The Terras Theorem
One of the most important results on the 3x+1 problem is the Terras Theorem,
originally stated by Riho Terras. Because it is such an important theorem
for the 3x+1 problem this page is dedicated to sketching its approach and ideas.
While some minimal mathematical background is probably necessary to follow this page
none of the proofs require detailed knowledge of advanced techniques or deeper
theorems.
Although all lemmas are proven and no steps are skipped or ignored the purpose of
this page is to introduce the Terras Theorem to those new to the 3x+1 problem.
Please note therefore that the emphasis is on making the theorem comprehensible
rather than on 100% exact mathematics (but see this note
for a more exact version).
The simplest way to summarize the theorem goes like this:
Almost all numbers have finite Glide.
This is too simple really. Before we get back to a more exact version of
the theorem let us first redefine the 3x+1 algorithm as follows:
 3x + 1 algorithm, restated
 For any positive integer N define a sequence where
S_{0} = N
and for all i > 0
S_{i} = S_{i1} / 2 if S_{i} is even
S_{i} = ( S_{i1} * 3 + 1 ) / 2 if S_{i} is odd
And we will call the smallest value of i for which
S_{i} < S_{0} the Stopping time of N
 Example :
 Let N = 17; then S_{0} = 17, S_{1} = 26, S_{2} = 13,
S_{3} = 20, S_{4} = 10, S_{5} = 5, etc.
And since S_{2} is the first term < 17 the stopping time of 17 is 2.
The Terras theorem in simple words then becomes:
Almost all numbers have finite Stopping Time.
Note that this redefinition has no consequences for the convergence of the series.
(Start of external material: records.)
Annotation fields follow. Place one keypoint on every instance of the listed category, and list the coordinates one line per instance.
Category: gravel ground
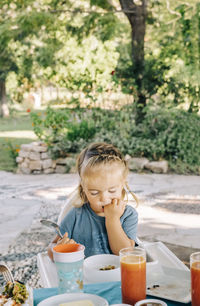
(21, 257)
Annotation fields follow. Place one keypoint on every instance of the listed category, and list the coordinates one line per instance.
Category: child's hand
(65, 239)
(115, 209)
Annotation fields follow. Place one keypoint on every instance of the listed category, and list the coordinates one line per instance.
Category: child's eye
(112, 191)
(94, 193)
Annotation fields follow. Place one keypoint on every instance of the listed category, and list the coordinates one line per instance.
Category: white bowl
(92, 265)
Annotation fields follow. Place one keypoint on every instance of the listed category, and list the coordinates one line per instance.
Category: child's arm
(116, 235)
(58, 240)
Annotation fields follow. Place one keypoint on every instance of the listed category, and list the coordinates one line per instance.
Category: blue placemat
(111, 291)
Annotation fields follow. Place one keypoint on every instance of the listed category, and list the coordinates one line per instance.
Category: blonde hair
(95, 154)
(101, 153)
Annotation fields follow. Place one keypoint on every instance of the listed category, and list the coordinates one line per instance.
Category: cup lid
(151, 302)
(69, 252)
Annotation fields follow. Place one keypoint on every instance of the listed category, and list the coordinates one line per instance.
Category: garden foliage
(164, 134)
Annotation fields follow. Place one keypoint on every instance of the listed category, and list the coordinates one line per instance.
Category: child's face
(101, 184)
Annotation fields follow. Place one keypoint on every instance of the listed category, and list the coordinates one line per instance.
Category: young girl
(104, 223)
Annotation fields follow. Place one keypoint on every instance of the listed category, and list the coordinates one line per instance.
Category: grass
(14, 131)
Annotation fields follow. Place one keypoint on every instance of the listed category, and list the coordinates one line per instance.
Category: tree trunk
(136, 14)
(4, 111)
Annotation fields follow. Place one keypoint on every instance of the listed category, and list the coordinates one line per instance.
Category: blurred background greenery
(126, 72)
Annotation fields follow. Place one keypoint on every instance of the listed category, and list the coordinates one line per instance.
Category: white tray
(169, 283)
(29, 301)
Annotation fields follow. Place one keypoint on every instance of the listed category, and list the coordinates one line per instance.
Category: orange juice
(195, 283)
(133, 278)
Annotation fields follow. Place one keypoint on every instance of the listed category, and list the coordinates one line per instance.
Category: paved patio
(169, 211)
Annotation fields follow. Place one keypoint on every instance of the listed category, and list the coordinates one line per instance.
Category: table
(111, 291)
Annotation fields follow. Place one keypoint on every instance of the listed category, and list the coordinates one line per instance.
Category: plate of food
(74, 299)
(16, 293)
(171, 284)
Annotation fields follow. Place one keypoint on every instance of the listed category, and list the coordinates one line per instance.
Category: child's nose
(104, 198)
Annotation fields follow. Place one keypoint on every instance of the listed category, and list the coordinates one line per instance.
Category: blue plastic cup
(69, 263)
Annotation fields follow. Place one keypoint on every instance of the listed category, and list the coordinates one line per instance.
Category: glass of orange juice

Next we define a parity vector for each number as follows:
 Parity vector
 For any number N the parity vector v(N) is defined as
v_{i}(N) = S_{i} mod 2
 Example :
 For N = 17 we find v_{0} = 1, v_{1} = 0, v_{2} = 1,
v_{3} = 0, v_{4} = 0, v_{5} = 1, etc.
The parity vector completely describes the way the 3x+1 iterates of N behave,
since the numbers correspond directly to the criterion
upon which the 3x + 1 algorithm is based.
We now state a simple lemma to increase our understanding of the parity vector :
 Lemma 1 :
 If N is a positive integer of the form a . 2^{k} + b (b < 2^{k})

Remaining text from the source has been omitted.